In a given year, we’ll meet with hundreds of companies for every one investment, so this is not a transaction – it’s a 7-10 year relationship. A lot of first-time founders will only talk to investors when they need to raise capital. A good time to talk to a series-A investor is actually right after raising a seed round — this will help you understand what we’ll be looking for at the A.
A good time to talk to a series-A investor is actually right after raising a seed round — this will help you understand what we’ll be looking for at the A.
I learn from entrepreneurs. Every day, I believe that the people walking in the door are smart, motivated, and focused. The highest learning happens when I’m engaged in conversations with other amazingly smart people.

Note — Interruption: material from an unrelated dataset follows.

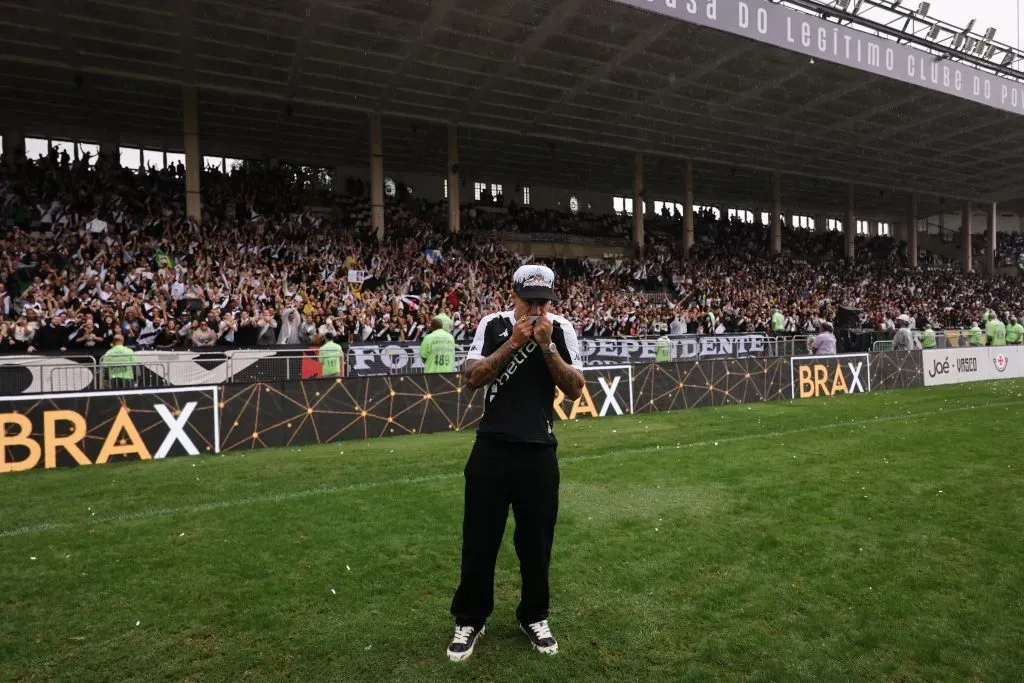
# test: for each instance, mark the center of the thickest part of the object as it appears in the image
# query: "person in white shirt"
(824, 342)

Besides entrepreneurs, we have a health innovator network that has >500 people in the health / biopharma space, which we can call on for advice. I do a lot of one-on-ones with other investors and academics and participate in board meetings. I truly feel blessed to be in a place where the more I learn, the less I know, because I’m always talking to someone who’s expanding my horizon.
In terms of social networking, I have a LinkedIn profile, and that’s it. My Twitter account is dead as a doorknob, and I can’t remember the last time I logged in to Facebook.
Any version of a problem I can think of, an entrepreneur is working to solve that problem. Company building is hard, and over the last several years, there has been so much capital available that I feel the experience creating built-to-last companies has diminished. That, to me, is the biggest bottleneck from inspiration to impact.
COVID is a wave. If you can ride the wave, it can be awesome for you. Otherwise, it will be a tsunami.
There’s a lot of COVID-washing going on right now in the ecosystem. I’m optimistic that 24 months from now, we’ll have a handle on this epidemic, so a company expressly created for that will probably not be a lasting company. There is a subset of companies already running that have core ingredients that will see significant uplift from the accelerated approval paths and refocusing on infectious diseases.
The lasting impact will really be the behavioral change among consumers and institutions. There’s no reason that telehealth shouldn’t have been the first path to healthcare before this – but there wasn’t the momentum. There’s no reason that diagnostic technologies should have required the same long road to market as therapeutics. Now, accelerated approval paths are changing the fundamental economics of building a diagnostics company.